Description
J.D. Dawkins is awakened one morning by the sounds of sawing and hammering. This alarms him because he's a groundhog (or woodchuck, as he prefers to be called), and the racket he hears is the sort of racket only people can make. On top of that, it sounds perilously close to the entrance to his den.
J.D. lives in a hole at the edge of an apple orchard. During all the years that he's lived in the orchard, the house has never had a tenant. The farm itself is abandoned. It is called Darby's Folly, for some reason that J.D. does not know, and the fields, like the orchard lie fallow and untended. For a long time the only inhabitants of Darby's Folly have been J.D. and the little creatures of the woods and thickets who are his friends. To them it is an idyllic place, remote from all human activity, and therefore tranquil and safe. But now that is about to change.
Then, Mole mysteriously disappears, followed by Kayo the raccoon and Deacon Jones the opossum. When J.D. learns his friends have been trapped by a hunter, he becomes determined to rescue them. He sets out on an adventure that proves to be even more challenging and perilous than he ever imagined it could be.
Will J.D. and his friends survive? What will become of J.D.'s home once the new tenants move into the farmhouse? And why is the farm known as “Darby's Folly,” anyway? These questions and more are answered in this whimsical story that will be cherished by children and adults alike.
About the author:
William L. Heath was born in 1924, in Lake Village, Arkansas, and grew up in Scottsboro, Alabama.
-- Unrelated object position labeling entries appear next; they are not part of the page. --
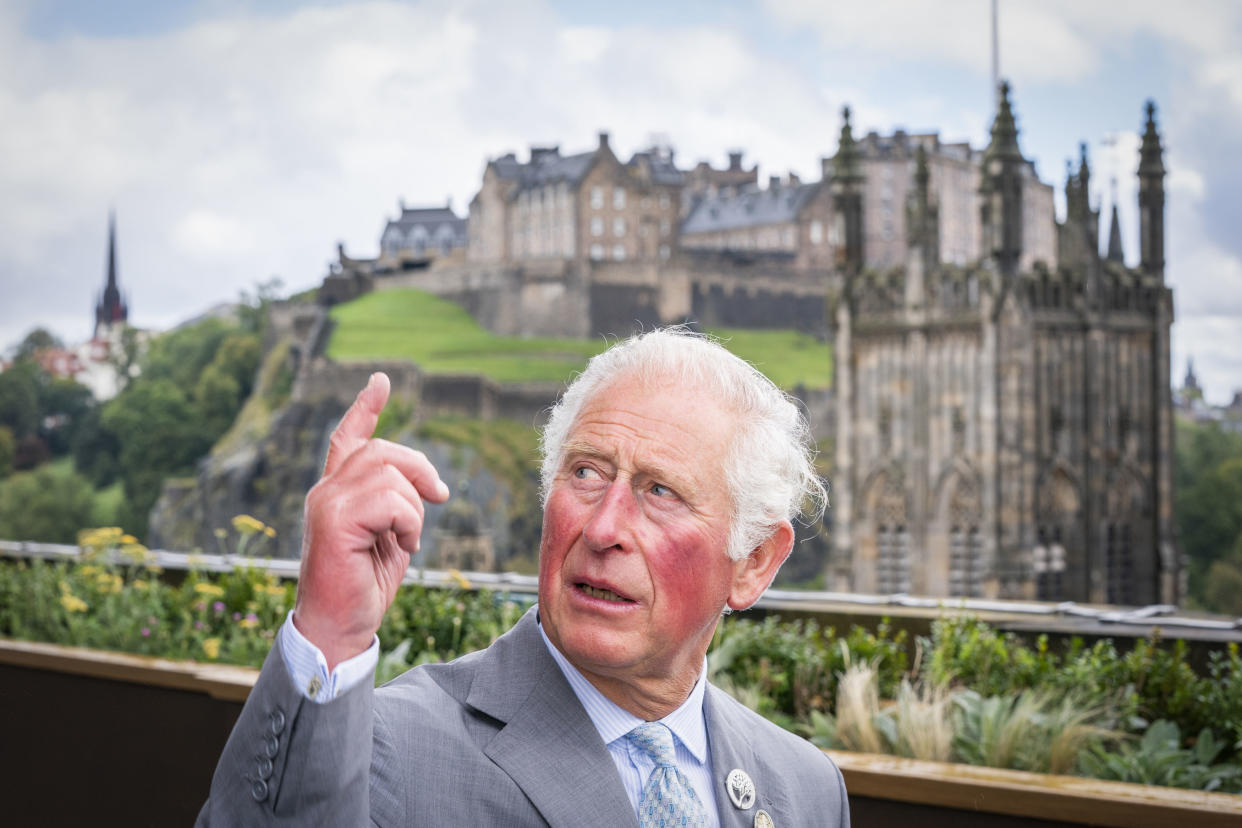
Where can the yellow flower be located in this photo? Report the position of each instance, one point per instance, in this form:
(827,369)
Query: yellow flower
(108,582)
(72,603)
(135,553)
(247,525)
In 1942 he entered the University of Virginia, but his attendance there was interrupted when he enlisted in the Army Air Corps, in which he served for three years as an aerial radio operator during WWII. He served overseas for seventeen months in the CBI theatre, flying the Hump, for which he was awarded the Distinguished Flying Cross.
Mr. Heath returned to the University of Virginia after his discharge and completed a B.A. degree in English Literature. During his senior year there, he published several short stories in the school magazine, won the Virginia Spectator Literary Award, and sold his first story to Collier's. He went on to publish three dozen short stories, which were published in Argosy, Esquire, Collier's, Cosmopolitan, and other publications of smaller circulation.
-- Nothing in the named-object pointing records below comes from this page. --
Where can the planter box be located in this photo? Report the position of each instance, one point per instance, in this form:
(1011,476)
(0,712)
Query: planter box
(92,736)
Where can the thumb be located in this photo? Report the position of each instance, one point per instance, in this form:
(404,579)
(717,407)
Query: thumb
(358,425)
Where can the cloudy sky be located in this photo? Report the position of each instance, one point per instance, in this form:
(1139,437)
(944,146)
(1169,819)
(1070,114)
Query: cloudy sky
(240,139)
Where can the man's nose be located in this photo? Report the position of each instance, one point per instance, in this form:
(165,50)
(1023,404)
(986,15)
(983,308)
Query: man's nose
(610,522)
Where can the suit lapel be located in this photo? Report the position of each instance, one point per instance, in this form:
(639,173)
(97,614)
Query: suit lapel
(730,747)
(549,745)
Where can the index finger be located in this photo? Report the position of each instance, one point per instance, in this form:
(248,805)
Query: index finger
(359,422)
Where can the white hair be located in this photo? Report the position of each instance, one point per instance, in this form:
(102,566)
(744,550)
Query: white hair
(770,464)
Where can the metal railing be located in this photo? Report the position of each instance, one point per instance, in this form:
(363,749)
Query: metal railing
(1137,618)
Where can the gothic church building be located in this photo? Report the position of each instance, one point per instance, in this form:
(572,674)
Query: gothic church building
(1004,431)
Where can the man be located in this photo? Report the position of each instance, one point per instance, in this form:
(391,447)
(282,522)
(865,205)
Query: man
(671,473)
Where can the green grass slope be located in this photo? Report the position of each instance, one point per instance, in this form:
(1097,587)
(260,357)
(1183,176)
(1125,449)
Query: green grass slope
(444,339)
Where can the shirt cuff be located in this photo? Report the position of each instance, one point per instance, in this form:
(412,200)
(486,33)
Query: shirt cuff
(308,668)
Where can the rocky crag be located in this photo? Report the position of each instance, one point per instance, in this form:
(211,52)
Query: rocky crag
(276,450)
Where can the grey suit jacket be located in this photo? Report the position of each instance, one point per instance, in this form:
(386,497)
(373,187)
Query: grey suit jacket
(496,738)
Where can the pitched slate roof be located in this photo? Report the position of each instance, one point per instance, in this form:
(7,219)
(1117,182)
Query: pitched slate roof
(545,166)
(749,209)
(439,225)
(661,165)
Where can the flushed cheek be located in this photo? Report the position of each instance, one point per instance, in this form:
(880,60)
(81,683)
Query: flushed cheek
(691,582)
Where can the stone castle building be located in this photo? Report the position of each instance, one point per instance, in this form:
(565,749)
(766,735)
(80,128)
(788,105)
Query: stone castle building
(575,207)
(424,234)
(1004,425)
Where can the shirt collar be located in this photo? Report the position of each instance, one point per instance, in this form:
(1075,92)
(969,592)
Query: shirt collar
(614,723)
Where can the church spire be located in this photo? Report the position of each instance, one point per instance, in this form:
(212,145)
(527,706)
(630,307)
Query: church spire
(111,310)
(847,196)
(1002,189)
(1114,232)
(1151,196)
His first novel, Violent Saturday, was published in 1955. Later that same year 20th Century Fox made a movie based on the novel with an all-star cast including Victor Mature, Richard Egan, Stephen McNally, Lee Marvin and Ernest Borgnine.
Mr. Heath's second novel, Ill Wind, received literary acclaim and established him as a writer with exceptional talents. He followed Ill Wind with six more novels over the course of his career.
Mr. Heath lived in Scottsboro, Alabama, with his wife of more than 30 years, Mary Ann Heath. After her death he moved to Guntersville, Alabama, where he lived until his death in 2007.